Inspired by previous research on surgical instrument segmentation, using the encoder–decoder structure, an effective surgical instrument segmentation network is proposed to furnish an effective and accurate pixel-level detection method of surgical instruments. Combined with quantitative and qualitative analysis, the proposed segmentation model could achieve a promising performance on surgical instruments. The main contributions are enumerated as below.

(1) An attention-guided network is constructed for effective surgical instrument segmentation.

(2) To make effective processing of local features, residual paths are introduced to capture more contexts, which are also in favor of the fusion for feature maps. Meanwhile, a non-local block is introduced to apply in the bottleneck layer to capture the pixel-to-pixel dependencies and preserve more feature information.

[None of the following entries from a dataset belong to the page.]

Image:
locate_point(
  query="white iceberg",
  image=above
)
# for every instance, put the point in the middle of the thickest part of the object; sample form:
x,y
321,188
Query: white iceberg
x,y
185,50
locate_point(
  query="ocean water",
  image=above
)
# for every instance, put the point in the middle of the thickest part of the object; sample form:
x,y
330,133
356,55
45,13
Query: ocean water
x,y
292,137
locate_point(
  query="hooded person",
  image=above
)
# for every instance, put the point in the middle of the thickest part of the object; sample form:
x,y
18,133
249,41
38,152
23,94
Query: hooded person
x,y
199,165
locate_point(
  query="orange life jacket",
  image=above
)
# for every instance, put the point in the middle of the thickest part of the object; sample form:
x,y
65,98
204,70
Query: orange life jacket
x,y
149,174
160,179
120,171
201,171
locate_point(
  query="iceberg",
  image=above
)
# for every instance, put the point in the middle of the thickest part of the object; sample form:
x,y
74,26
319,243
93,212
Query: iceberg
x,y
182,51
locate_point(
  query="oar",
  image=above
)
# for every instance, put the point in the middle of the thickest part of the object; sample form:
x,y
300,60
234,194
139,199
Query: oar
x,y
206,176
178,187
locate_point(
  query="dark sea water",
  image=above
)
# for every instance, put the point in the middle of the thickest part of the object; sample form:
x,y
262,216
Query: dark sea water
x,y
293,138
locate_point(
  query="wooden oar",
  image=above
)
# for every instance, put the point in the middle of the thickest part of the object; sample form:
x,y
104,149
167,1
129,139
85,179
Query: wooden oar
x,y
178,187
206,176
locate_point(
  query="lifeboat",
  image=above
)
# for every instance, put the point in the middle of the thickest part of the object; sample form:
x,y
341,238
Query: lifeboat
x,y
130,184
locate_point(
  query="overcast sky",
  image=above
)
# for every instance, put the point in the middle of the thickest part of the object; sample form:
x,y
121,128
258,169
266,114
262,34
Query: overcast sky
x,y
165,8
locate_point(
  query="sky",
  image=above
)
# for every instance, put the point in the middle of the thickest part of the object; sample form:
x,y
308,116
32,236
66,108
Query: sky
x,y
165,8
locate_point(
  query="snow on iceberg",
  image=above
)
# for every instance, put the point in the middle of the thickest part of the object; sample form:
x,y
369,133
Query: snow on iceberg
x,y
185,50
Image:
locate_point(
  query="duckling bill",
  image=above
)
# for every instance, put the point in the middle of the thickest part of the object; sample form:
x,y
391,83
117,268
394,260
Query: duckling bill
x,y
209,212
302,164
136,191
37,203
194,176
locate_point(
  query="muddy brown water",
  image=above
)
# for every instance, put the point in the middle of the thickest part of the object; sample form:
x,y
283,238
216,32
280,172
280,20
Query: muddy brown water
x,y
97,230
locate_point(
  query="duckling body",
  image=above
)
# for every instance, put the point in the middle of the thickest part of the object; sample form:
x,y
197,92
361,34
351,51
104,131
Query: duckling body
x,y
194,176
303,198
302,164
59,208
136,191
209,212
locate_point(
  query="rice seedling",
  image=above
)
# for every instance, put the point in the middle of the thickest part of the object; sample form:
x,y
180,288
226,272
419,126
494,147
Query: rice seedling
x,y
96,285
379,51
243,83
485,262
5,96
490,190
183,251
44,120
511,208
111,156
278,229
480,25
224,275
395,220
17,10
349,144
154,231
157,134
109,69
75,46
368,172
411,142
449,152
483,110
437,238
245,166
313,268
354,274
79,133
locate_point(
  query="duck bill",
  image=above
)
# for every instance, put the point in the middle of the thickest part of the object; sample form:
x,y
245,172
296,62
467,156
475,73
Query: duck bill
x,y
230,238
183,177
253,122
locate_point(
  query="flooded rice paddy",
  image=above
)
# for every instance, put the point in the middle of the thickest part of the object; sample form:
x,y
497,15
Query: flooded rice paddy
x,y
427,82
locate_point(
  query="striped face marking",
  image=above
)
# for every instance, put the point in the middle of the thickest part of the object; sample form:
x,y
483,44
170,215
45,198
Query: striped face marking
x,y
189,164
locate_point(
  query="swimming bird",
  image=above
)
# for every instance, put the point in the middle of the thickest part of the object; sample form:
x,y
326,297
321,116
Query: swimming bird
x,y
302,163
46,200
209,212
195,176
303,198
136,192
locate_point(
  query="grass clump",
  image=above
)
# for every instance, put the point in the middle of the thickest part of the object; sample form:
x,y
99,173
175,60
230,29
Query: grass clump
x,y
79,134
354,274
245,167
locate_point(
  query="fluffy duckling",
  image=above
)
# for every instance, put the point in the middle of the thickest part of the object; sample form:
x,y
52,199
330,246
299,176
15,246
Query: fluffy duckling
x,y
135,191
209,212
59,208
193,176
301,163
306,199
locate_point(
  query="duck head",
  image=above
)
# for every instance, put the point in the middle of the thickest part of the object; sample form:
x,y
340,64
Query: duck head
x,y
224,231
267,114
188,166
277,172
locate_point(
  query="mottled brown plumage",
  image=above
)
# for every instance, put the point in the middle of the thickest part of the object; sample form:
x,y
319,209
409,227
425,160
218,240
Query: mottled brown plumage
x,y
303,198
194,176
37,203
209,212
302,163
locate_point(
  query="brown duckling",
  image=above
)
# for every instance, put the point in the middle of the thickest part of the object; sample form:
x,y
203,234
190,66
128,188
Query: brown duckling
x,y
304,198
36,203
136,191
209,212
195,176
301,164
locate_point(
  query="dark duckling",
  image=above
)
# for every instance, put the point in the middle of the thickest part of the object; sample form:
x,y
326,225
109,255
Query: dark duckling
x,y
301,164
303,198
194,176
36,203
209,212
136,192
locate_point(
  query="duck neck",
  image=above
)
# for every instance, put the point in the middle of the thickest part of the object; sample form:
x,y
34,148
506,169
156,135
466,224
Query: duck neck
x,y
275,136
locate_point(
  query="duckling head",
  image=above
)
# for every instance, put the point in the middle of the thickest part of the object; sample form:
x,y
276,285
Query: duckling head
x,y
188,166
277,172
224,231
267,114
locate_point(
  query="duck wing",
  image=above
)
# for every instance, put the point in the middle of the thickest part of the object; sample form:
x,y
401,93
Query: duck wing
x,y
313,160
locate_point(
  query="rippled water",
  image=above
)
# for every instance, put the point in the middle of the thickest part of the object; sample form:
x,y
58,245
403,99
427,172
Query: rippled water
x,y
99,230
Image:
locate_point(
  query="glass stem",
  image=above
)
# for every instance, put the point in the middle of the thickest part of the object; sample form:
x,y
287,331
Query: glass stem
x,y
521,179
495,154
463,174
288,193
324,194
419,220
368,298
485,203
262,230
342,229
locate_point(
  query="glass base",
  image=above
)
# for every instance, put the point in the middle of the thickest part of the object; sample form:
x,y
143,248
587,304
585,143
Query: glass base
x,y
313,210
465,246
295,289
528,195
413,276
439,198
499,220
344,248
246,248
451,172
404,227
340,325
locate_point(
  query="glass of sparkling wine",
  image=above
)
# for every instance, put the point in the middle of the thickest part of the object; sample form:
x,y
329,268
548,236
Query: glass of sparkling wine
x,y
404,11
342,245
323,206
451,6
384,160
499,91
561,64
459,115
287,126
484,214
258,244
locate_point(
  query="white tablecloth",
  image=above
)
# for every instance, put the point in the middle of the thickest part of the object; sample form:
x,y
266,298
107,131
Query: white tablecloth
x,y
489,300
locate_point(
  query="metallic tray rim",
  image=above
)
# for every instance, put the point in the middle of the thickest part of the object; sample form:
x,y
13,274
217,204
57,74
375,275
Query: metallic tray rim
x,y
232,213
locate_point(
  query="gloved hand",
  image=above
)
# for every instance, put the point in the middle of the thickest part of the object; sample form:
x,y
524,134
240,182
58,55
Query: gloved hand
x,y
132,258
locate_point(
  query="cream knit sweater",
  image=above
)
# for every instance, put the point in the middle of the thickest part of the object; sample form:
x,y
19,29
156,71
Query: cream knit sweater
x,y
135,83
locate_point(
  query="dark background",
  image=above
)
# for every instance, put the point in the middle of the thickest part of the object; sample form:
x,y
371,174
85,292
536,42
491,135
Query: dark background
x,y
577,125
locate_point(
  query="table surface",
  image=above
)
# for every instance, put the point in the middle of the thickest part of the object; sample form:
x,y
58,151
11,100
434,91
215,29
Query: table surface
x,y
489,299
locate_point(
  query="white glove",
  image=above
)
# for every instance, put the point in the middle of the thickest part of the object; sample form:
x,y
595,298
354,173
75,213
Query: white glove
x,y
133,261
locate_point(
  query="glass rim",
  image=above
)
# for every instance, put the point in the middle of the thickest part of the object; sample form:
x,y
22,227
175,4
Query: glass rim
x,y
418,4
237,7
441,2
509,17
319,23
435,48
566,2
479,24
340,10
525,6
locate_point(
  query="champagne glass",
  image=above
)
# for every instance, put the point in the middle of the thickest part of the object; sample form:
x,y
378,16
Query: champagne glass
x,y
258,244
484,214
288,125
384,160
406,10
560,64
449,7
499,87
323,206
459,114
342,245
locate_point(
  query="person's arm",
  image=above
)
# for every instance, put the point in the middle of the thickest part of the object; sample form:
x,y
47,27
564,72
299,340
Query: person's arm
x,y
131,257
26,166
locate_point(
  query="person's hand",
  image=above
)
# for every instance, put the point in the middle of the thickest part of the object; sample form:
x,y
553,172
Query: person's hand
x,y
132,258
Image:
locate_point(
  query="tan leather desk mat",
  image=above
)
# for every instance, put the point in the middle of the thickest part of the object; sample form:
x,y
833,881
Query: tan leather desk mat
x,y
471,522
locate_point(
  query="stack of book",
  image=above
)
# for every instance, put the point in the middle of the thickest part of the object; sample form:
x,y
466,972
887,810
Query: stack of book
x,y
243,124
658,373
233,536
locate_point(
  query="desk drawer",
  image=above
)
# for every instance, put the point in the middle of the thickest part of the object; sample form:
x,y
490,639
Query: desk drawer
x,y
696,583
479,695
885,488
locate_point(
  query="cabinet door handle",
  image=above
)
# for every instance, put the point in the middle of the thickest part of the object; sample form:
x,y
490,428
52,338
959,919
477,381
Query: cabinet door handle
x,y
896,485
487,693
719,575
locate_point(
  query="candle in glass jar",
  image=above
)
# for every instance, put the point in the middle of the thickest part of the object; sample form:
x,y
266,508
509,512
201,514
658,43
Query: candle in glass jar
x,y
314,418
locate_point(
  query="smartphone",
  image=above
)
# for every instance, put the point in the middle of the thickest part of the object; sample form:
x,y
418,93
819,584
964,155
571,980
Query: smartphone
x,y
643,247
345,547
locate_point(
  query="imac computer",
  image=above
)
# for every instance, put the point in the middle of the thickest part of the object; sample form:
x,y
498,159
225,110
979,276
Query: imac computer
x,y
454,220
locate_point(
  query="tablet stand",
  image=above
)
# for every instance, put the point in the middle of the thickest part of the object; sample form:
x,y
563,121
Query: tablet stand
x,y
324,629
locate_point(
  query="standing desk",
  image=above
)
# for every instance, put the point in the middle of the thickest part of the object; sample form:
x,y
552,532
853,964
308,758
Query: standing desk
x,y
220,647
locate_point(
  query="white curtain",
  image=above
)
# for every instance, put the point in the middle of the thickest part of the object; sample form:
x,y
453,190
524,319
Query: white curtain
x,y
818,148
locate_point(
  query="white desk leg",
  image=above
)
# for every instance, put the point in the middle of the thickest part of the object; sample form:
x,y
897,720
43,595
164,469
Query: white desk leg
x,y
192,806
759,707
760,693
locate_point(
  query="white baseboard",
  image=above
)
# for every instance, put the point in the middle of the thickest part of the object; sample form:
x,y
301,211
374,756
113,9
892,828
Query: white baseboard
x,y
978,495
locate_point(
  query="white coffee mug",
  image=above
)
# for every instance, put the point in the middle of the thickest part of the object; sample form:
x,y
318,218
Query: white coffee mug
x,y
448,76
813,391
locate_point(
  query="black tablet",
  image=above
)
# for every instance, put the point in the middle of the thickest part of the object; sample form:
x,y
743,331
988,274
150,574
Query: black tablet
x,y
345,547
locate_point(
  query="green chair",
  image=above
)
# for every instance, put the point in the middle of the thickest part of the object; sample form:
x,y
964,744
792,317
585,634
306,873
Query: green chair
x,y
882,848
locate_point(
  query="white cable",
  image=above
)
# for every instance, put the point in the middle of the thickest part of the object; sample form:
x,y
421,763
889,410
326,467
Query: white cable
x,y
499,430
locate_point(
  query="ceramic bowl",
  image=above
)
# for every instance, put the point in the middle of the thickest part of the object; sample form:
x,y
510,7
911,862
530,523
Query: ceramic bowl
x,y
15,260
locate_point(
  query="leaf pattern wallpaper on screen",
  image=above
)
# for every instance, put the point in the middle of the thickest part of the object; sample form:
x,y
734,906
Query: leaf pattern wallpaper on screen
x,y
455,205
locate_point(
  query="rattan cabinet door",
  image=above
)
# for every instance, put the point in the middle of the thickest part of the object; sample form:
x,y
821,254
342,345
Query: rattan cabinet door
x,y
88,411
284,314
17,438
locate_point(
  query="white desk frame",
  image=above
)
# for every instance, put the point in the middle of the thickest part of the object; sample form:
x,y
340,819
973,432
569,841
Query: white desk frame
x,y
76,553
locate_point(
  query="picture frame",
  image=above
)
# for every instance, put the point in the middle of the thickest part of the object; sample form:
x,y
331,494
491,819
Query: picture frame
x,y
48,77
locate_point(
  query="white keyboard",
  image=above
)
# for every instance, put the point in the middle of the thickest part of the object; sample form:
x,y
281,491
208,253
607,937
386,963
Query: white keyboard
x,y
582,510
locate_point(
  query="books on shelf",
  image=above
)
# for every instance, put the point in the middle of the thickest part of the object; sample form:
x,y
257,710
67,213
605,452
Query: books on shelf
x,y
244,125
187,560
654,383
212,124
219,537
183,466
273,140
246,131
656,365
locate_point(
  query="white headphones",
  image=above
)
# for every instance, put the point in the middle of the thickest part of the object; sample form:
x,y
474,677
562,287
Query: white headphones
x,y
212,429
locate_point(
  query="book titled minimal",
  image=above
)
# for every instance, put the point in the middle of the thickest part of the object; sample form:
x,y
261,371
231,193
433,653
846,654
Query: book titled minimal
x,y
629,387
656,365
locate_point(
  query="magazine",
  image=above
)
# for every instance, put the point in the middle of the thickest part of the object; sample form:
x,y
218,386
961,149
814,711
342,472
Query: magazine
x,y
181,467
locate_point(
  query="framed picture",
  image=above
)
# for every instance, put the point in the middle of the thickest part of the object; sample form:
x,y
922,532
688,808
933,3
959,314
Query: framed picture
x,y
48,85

(3) As for the class imbalance issue, to acquire sufficient attention features and reduce the useless information, a DAM block is introduced in the front-end of the decoder unit to extract features in both channel and spatial dimensions which could highlight the significant pixel areas of endoscopic images.

The remaining part of this paper are as follows: Section 2 illustrates the proposed segmentation method, incorporating the overall network framework, the proposed residual path and DAM block. Section 3 presents the details about experiment data sets, parameter setting and evaluation indicators. Section 4 shows the elaborate experimental results and analysis. The conclusions are stated in Section 5.